Most of the poems included in Anne Bradstreet's first collection, The Tenth Muse (1650), were quite conventional in style and form, and dealt with history and politics. In one poem, for instance, Anne Bradstreet wrote of the 1642 uprising of Puritans led by Cromwell. In another, she praises accomplishments of Queen Elizabeth.
The publishing success of The Tenth Muse seems to have given Anne Bradstreet more confidence in her writing. (She refers to this publication, and to her displeasure with being unable to make corrections to the poems herself before publication, in a later poem, "The Author to Her Book.") Her style and form became less conventional, and instead she wrote more personally and directly -- of her own experiences, of religion, of daily life, of her thoughts, of the New England landscape.
Anne Bradstreet was in most ways quite typically Puritan. Many poems reflect her struggle to accept the adversity of the Puritan colony, contrasting earthly losses with the eternal rewards of the good. In one poem, for instance, she writes of an actual event: when the family's house burned down. In another, she writes of her thoughts of her own possible death as she approaches the birth of one of her children. Anne Bradstreet contrasts the transitory nature of earthly treasure with eternal treasures, and seems to see these trials as lessons from God.

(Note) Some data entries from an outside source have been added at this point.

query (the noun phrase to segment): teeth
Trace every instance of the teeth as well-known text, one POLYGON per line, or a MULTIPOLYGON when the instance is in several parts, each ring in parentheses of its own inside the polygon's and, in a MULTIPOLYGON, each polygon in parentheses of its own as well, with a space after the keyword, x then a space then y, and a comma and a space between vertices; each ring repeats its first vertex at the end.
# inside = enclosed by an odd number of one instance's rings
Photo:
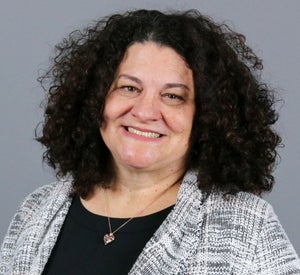
POLYGON ((160 137, 160 134, 153 133, 153 132, 142 132, 137 129, 131 128, 131 127, 128 127, 127 130, 130 133, 133 133, 133 134, 139 135, 139 136, 143 136, 143 137, 147 137, 147 138, 159 138, 160 137))

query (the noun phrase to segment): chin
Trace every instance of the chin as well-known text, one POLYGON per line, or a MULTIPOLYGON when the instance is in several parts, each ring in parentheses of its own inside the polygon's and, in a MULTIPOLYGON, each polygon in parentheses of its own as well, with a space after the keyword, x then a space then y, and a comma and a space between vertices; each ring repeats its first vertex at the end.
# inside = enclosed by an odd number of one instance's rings
POLYGON ((148 162, 127 162, 126 165, 136 169, 150 168, 154 163, 148 162))
POLYGON ((149 159, 141 159, 141 158, 135 158, 135 159, 125 159, 123 160, 123 163, 126 166, 142 169, 142 168, 149 168, 153 166, 156 161, 155 160, 149 160, 149 159))

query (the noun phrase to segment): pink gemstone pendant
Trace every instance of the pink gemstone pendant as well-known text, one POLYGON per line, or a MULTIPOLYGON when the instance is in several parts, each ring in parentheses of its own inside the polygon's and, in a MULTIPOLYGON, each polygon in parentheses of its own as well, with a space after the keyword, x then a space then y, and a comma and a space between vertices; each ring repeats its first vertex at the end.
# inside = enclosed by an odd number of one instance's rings
POLYGON ((103 241, 105 245, 108 245, 109 243, 113 242, 115 240, 115 236, 113 233, 105 234, 103 237, 103 241))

From "Before the Birth of One of Her Children":
"All things within this fading world hath end."
And from "Here Follows Some Verses upon the Burning of Our House July 10th, 1666":
"I blest His name that gave and took,
That laid my goods now in the dust.
Yea, so it was, and so 'twas just.
It was His own, it was not mine....
The world no longer let me love,
My hope and treasure lies above."
Anne Bradstreet also alludes to the role of women and to women's capabilities in many poems. She seems especially concerned to defend the presence of Reason in women. Among her earlier poems, the one extolling Queen Elizabeth includes these lines, revealing the sly wit that's in many of Anne Bradstreet's poems:
"Now say, have women worth? or have they none?

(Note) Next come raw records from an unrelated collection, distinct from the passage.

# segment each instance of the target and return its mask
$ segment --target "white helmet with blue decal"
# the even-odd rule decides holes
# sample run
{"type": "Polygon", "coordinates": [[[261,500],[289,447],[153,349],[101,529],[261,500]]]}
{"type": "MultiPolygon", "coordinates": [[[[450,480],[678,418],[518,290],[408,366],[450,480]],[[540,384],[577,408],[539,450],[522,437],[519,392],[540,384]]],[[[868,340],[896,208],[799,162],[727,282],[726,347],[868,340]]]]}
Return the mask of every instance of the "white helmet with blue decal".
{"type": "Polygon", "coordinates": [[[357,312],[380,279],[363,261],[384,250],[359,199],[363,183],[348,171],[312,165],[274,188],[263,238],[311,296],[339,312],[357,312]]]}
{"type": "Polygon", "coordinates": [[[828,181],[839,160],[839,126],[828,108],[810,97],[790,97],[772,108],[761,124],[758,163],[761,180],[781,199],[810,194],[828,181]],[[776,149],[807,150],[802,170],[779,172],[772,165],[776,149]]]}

Or had they some, but with our queen is't gone?
Nay Masculines, you have thus taxt us long,
But she, though dead, will vindicate our wrong,
Let such as say our Sex is void of Reason,
Know tis a Slander now, but once was Treason."
In another, she seems to refer to the opinion of some as to whether she should be spending time writing poetry:
"I am obnoxious to each carping tongue
Who says my hand a needle better fits."
She also refers to the likelihood that poetry by a woman will not be accepted:
"If what I do prove well, it won't advance,
They'll say it's stolen, or else it was by chance."
Anne Bradstreet largely accepts, however, the Puritan definition of proper roles of men and women, though asking for more acceptance of women's accomplishments. This, from the same poem as the previous quote:
"Let Greeks be Greeks, and Women what they are
Men have precedency and still excel;
It is but vain unjustly to wage war.
Men can do best, and women know it well,
Preeminence in all and each is yours;
Yet grant some small acknowledgment of ours."
In contrast, perhaps, to her acceptance of adversity in this world, and her hope of eternity in the next, Anne Bradstreet also seems to hope that her poems will bring a kind of earthly immortality. These excerpts are from two different poems:
"Thus gone, amongst you I may live,
And dead, yet speak and counsel give."
"If any worth or virtue live in me,
Let that live frankly in thy memory."